La historia de la serie resuena con episodios reales de violencia juvenil que, sin ser frecuentes, sacuden a la sociedad con su brutalidad inesperada. En España, sin ir más lejos, llevamos un par de semanas de espantos: esos cuatro imbéciles que denigraban a un chico con parálisis en Cantabria; otros tres que asesinaron a una cuidadora social en Badajoz. Se pueden descender más escalones al infierno, en sucesos que horrorizaron a los años noventa: aquel chico de la katana o esos dos zagales de diez años que tiraron por las vías del tren a uno de solo dos. Historias notorias y noticiosas por su excepcionalidad. La inmensa mayoría de la peña es normal y ayuda a las viejecitas a cruzar la calle.

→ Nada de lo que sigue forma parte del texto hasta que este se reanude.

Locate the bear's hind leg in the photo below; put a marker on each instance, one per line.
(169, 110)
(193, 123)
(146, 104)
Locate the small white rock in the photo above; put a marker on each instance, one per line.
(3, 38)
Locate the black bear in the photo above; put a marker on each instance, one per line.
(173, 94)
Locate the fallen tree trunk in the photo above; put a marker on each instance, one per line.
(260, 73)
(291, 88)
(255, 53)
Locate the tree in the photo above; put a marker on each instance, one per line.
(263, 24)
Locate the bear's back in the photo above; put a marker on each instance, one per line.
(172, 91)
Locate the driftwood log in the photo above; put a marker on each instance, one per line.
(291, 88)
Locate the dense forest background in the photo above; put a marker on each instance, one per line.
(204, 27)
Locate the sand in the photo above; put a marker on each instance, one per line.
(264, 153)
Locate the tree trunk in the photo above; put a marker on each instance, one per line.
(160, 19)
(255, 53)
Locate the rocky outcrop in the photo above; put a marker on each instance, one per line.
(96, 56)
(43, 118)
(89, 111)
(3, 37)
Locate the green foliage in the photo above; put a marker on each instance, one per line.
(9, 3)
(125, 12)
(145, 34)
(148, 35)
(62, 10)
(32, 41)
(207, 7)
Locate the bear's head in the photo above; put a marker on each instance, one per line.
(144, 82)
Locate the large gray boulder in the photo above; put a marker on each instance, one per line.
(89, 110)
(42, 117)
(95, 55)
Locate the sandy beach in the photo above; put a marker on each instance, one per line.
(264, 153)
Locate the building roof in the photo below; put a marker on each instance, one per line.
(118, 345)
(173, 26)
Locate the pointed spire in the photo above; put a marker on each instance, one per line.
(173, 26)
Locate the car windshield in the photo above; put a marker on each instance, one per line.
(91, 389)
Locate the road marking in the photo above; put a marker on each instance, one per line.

Es tentador, pues, interpretar Adolescencia como un reflejo deformado de la realidad, un espejo en el que se condensan las angustias contemporáneas sobre la juventud. Vaaale, en parte, lo es. No es descabellado señalar que el fácil acceso a la pornografía puede distorsionar las relaciones amorosas, que los móviles han multiplicado exponencialmente la ansiedad juvenil o que el acoso escolar ha encontrado nuevas rendijas digitales para el machaque. Los estudios alertan sobre la creciente depresión e impotencia entre los docentes y, aunque los incels sean un fenómeno marginal en términos numéricos, es lógico mantenerse ojo avizor. Pero la serie no opera como un tratado sociológico ni como un panfleto de alarma moral. Su relación con la realidad no es la de un informe que busca diagnosticar causas y consecuencias, sino la de una historia que destila preocupaciones contemporáneas sin someterlas a una tesis cerrada. Una obra de arte no es una llave inglesa. No pretende ilustrar un problema con cifras ni ofrecer soluciones, sino encarnar sensaciones, conflictos y miedos que, aunque existan en el mundo real, aquí operan con la lógica de la ficción: la del temblor emotivo, la incertidumbre y la experiencia subjetiva. Su fuerza reside en el territorio de la emoción, en la incomodidad que genera y en su capacidad para transmitir el desgarro sin ofrecer respuestas absolutas.
Si Adolescencia despierta tantas interpretaciones es porque no impone un discurso, sino que plantea preguntas. Y ahí radica su mayor valor: en recordarnos que la ficción no es una tesis, sino un espacio en el que explorar, con red y sin consecuencias, lo que más nos aterra de la realidad. Por eso su politización institucional o sus lecturas ideológicas monocausales solo contribuyen a su secado. Porque la buena ficción, al fin y al cabo, no debería estar para confirmar certezas, sino para agitarlas. Nos permite tocar el miedo, la violencia o la culpa sin quemarnos del todo. Y en ese roce con lo insoportable es donde mejor entendemos quiénes somos… y quiénes no queremos ser.